Business Standard

Equal-weight funds outdo benchmarks

- CHIRAG MADIA Mumbai, 3 March

Broad-based rally in domestic equities has helped equalweigh­t funds steal the thunder from their underlying market capitalisa­tion-weighted indices.

Over the past year, DSP Equal Nifty 50 Fund, Principal Nifty 100 Equal Weight Fund, and Sundaram Smart Nifty 100 Equal Weight Fund have generated returns in the range of 41-46 per cent. In comparison, the Nifty and the Nifty 100 indices have gained around 34 per cent each.

An equal-weight index assigns an equal weighting to all the components of the index. On the other hand, in a convention­al m-cap-weighted index, the weighting is decided by the market value of the underlying stock.

To illustrate, the Nifty100 index has 100 underlying stocks. An equal-weight index will assign 1 per cent weighting to all the 100 stocks. The m-cap-based index considers free-float market cap of all the stocks. The weighting of an individual stock is its freefloat market cap as a percentage of the cumulative freefloat market cap.

Index funds and exchange-traded funds (ETFS) tracking these indices try to mimic the returns of the underlying indices.

Anil Ghelani, head of passive investment­s at DSP Mutual Fund says that the basic principle of investing is that one should invest in good companies which are leaders in the sectors and secondly portfolio should be welldivers­ified.

“While the Nifty 50 meets the first criterion, but the index is heavily tilted towards a few sectors, such as financials, oil & gas, and IT. So, this fund invests equally across all the 50 stocks in the Nifty index and broad-based rally in the past year has helped the fund to deliver better returns,” he says.

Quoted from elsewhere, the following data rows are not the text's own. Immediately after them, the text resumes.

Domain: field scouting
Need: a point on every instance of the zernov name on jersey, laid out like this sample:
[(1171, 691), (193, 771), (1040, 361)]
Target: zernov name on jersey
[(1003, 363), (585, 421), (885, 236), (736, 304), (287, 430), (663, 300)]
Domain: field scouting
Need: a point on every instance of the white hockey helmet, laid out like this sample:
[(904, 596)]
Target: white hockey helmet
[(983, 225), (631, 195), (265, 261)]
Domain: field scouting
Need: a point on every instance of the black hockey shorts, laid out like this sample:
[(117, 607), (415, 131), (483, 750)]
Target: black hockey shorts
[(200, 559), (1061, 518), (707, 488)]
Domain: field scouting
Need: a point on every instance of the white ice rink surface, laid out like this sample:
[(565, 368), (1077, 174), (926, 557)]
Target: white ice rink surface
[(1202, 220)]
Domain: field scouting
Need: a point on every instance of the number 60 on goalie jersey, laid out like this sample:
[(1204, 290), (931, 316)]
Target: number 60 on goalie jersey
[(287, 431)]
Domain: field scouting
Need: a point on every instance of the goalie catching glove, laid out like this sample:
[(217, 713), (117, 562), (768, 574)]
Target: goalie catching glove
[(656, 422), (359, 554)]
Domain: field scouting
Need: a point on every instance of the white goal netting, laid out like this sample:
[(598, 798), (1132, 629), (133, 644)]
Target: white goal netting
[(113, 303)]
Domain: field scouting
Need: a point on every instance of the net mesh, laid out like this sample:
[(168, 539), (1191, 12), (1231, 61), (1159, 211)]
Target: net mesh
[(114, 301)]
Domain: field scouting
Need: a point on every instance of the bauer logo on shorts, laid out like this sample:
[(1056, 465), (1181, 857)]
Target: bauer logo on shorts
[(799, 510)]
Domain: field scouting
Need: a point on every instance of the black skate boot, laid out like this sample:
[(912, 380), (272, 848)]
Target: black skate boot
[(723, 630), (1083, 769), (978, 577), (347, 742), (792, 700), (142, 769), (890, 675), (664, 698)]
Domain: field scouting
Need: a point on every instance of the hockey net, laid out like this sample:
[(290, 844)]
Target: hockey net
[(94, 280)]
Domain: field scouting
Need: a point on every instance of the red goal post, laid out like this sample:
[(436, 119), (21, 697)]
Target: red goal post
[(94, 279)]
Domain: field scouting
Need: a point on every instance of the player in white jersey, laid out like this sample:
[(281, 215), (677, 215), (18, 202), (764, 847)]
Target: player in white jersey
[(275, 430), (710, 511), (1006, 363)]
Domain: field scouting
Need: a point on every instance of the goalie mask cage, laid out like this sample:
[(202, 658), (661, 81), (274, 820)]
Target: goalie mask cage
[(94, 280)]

DSP Equal Nifty 50 Fund rebalances the portfolio every quarter and has an allocation of 2 per cent across the 50 stocks of the index.

Over the past few months, most of the bottom 30 stocks of the Nifty50 have seen a sharp run, bolstering returns of equal-weight funds.

“While our fund had only 2 per cent exposure to some of the top names of the index, strong performanc­e across the sectors in the index has helped the fund. With strong flows coming from foreign portfolio investors and earnings of companies also improving across the market capitalisa­tion, we believe that broad-based rally is likely to continue,” says Ghelani.

Since 2018, the Indian markets had seen sharp polarisati­on as only dozen-odd stocks were delivering the returns in the benchmark indices. In such times, the returns of equal-weight funds tend to lag that of the main indices.

Equal-weight funds do well only when there is a broadbased rally, and underperfo­rm when only a few stocks drive up the market.

“The kind of volatility we have seen in the last few months have ensured that equal weight indices have done better as they work on the principle of curtailing the fall. This strategy doesn’t give as much returns when there is a high one-sided rally and historical­ly, we have seen marketcap based investing working better than equal weight indices,” said Vidya Bala, cofounder of Primeinves­tor.